Call it irresponsible – that may have been what it was. We were trying to prevent pregnancy, after all. Bad judgment on my part. But to be fair, I thought my cycle had reached a safe point. I ovulated on Day 21, which is the latest day that I ovulate; usually its Day 19 or 20. My body playing tricks on me. Bodies do that sometimes, especially female ones. Even when you’re trying to analyze it and predict it, it’ll throw curves at you when you least expect it.

I’ve always had a long cycle. When I was younger, I never paid much attention to it; time didn’t really mean much to me then. It wasn’t until I was in college that I realized I had a six-week cycle, possibly because I was living with other girls for the first time, and they all had the standard 28-30 days. It had just never ocurred to me that I was different.

Nor did I ever think much about my fertility. Looking back, I’m amazed at how little I knew about my own body. It just didn’t concern me; I wasn’t sexually active, so I never thought about it.  As long as I kept having regular periods, I figured I was alright. And I was. I took it for granted most of the time.

My second year in college, my roommate was diagnosed with PCOS. She sat in our bathroom and cried. I felt helpless to do anything for her, but I sat there next to her and held her hand and listened to her. It was so strange to watch her crumble that way; she had always been so strong, so dedicated to what she wanted. In addition to going to college full-time, she had also had a full-time job and a long-term boyfriend she intended to marry. She ended up graduating in three years. And one of her life plans was to have children. She had already decided on how many and what their names would be. She was terrified of what this diagnosis meant for her.

For the first time in my life, I thought about how unfair it was that a woman who wanted children so badly might not be able to have them. At that time, I had no interest in having a family. If I had been given the same diagnosis, I don’t think I would have thought much of it. Children did not figure into my life as a necessity. As far as a I knew, my baby-making equipment was fine. The only thing I could think to tell her was this: “I wish we could trade places.”

I meant it. I could have faced a life without children. I knew I might change my mind in the future, but I figured it would be better to know that I could never have them when I didn’t want them. Seeing how much it hurt my roommate, I wished I could give up my own fertility for her, for other women who wanted what they couldn’t have.

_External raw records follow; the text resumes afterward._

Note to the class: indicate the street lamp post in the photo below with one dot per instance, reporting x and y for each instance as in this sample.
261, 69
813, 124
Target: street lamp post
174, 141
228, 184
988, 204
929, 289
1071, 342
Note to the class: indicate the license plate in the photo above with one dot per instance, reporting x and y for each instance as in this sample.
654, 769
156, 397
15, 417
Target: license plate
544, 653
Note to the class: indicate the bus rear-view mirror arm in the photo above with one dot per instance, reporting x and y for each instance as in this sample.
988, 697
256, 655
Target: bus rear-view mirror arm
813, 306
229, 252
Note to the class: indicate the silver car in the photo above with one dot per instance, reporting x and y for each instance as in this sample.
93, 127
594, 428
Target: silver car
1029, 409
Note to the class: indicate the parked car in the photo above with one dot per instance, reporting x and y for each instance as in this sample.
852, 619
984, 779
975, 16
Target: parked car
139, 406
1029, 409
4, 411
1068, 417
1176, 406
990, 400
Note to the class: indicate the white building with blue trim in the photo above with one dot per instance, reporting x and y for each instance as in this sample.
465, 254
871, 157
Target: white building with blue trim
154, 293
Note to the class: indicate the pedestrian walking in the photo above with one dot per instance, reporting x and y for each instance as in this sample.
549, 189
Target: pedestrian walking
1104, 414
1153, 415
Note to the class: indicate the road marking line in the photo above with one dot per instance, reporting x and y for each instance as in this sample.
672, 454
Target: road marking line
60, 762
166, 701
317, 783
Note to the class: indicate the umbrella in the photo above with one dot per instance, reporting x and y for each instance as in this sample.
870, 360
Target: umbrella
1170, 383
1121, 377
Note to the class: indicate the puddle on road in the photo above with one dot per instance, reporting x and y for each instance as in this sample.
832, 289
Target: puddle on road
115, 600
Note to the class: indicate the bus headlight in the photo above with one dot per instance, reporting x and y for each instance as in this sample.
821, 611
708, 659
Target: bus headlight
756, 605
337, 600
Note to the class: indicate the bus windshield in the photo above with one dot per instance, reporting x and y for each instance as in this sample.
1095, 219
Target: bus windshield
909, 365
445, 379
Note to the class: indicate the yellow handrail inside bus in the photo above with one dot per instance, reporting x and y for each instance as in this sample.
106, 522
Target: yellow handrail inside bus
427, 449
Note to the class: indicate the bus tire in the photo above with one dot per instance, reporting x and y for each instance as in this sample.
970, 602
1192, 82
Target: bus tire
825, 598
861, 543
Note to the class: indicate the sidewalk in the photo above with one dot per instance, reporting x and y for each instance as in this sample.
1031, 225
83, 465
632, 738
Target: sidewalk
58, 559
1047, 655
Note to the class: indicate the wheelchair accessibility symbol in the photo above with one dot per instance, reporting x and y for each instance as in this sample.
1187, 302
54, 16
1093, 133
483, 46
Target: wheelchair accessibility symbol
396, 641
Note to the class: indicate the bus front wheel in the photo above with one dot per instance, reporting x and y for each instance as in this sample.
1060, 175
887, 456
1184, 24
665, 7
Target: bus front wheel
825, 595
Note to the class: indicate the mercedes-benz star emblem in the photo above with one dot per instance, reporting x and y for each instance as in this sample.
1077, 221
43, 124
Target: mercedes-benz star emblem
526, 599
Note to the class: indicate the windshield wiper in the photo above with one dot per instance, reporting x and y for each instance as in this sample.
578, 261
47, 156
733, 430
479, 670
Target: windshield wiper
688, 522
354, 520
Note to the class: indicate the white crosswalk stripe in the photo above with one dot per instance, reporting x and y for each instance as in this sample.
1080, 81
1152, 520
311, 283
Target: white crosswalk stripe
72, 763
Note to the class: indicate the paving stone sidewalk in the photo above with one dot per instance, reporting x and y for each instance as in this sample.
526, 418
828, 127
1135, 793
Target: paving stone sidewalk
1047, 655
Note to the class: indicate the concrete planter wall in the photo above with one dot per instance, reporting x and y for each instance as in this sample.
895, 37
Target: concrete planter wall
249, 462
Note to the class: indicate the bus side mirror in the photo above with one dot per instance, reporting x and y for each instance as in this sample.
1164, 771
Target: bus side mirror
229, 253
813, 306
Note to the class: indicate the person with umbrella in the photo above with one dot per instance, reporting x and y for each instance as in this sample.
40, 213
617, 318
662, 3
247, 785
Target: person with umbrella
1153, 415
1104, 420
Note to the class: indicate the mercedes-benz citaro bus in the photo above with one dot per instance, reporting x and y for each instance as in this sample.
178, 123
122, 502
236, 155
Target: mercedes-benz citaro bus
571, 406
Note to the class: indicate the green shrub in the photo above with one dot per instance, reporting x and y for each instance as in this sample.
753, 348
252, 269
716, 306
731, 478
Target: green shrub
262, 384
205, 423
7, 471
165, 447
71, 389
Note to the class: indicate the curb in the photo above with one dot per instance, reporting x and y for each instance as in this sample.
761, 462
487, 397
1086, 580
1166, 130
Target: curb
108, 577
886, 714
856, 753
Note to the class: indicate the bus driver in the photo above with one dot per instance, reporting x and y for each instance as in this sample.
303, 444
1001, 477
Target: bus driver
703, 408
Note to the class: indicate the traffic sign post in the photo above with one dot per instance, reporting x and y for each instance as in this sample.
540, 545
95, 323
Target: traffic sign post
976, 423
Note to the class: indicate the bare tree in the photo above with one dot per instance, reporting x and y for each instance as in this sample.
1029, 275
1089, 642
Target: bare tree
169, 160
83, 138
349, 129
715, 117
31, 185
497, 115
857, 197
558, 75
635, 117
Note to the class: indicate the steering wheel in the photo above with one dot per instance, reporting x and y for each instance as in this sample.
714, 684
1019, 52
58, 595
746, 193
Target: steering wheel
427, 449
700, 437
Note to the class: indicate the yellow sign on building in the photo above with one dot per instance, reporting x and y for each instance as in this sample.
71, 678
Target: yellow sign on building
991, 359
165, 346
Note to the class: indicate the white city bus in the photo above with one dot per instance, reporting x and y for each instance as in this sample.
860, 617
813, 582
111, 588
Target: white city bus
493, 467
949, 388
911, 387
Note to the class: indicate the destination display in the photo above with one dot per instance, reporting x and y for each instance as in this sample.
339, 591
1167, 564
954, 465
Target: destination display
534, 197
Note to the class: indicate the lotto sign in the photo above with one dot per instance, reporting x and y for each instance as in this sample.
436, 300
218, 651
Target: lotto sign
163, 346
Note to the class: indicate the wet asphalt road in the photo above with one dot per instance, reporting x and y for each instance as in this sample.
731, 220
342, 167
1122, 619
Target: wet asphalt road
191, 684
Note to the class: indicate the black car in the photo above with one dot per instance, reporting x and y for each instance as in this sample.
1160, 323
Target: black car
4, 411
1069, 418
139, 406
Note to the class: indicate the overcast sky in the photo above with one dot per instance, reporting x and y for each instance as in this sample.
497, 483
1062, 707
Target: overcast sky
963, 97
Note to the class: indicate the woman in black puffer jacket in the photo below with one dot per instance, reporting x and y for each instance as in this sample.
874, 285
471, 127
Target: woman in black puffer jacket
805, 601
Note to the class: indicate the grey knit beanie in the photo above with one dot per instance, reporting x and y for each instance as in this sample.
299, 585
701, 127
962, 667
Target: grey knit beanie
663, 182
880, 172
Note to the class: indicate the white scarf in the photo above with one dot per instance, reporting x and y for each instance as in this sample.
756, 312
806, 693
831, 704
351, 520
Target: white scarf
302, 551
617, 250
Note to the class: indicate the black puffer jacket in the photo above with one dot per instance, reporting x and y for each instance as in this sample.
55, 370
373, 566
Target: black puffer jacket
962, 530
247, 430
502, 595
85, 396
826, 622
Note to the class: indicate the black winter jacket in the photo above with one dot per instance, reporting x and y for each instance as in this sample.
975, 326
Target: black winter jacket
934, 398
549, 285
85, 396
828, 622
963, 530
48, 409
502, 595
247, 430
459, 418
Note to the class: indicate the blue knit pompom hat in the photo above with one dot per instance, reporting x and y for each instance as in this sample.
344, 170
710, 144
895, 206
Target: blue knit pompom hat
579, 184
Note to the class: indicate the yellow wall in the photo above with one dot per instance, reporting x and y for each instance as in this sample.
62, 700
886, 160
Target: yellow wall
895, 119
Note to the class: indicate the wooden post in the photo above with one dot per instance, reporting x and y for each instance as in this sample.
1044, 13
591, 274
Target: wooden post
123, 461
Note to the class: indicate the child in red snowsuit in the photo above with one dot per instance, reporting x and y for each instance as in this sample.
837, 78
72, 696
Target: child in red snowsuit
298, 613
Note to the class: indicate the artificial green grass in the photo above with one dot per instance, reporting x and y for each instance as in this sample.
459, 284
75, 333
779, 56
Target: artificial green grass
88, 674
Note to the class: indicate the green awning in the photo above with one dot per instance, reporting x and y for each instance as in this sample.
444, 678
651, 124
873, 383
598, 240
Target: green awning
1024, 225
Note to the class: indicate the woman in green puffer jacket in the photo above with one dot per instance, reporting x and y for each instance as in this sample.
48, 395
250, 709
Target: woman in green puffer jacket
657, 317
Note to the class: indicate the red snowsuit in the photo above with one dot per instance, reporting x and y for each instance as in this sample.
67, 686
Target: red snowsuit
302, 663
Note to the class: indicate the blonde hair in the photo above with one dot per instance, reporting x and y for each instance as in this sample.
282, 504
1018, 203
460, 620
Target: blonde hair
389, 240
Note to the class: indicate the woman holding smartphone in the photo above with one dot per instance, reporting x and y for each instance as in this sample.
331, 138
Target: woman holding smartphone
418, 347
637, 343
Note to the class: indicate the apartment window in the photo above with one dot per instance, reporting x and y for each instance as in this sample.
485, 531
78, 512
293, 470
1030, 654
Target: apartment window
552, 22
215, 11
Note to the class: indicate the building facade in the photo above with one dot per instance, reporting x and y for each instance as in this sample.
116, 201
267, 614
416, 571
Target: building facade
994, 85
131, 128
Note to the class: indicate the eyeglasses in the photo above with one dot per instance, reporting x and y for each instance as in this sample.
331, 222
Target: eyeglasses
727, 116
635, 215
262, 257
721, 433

About two years ago, I realized something about my body: because of my cycle, I only ovulate 8-9 times a year. I wondered about my fertility then. Did that make me less fertile? Did it make a difference? Did it mean that I would have to try harder to get pregnant? By that time, I had already begun tracking my cycle, so I knew the rhythms of my body and what to expect. I dreaded my week of blood, but I never resented it or wished it was otherwise. It was proof to me of my potential as a mother, to be there when I wanted it.

When Lauren was conceived, I still didn’t know if I wanted a baby or not. But eventually, I came to the same conclusion I had earlier in life: perhaps it was better if the decision was made for me. Once I knew about her, I would never let her go. Once I saw her, heard her, felt her – I belonged to her. I’ve not kept in contact with my roommate, but I hope that she has been able to have this feeling. I hope that she got what she wanted.

We nicknamed our baby “Lucky,” and that was true in so many ways. Just one day off, and the opportunity would have been gone.

This is the first of my “one year ago” anniversaries with Lauren. One year ago, she was conceived. I did not know it at the time, nor was I expecting it. But once I knew, there was no going back, no giving up on her. She was our child, mine and Geordie’s, and though I was uncertain at first, I came to love her and to want her. I still do.

Happy conception day, Lauren. I love you.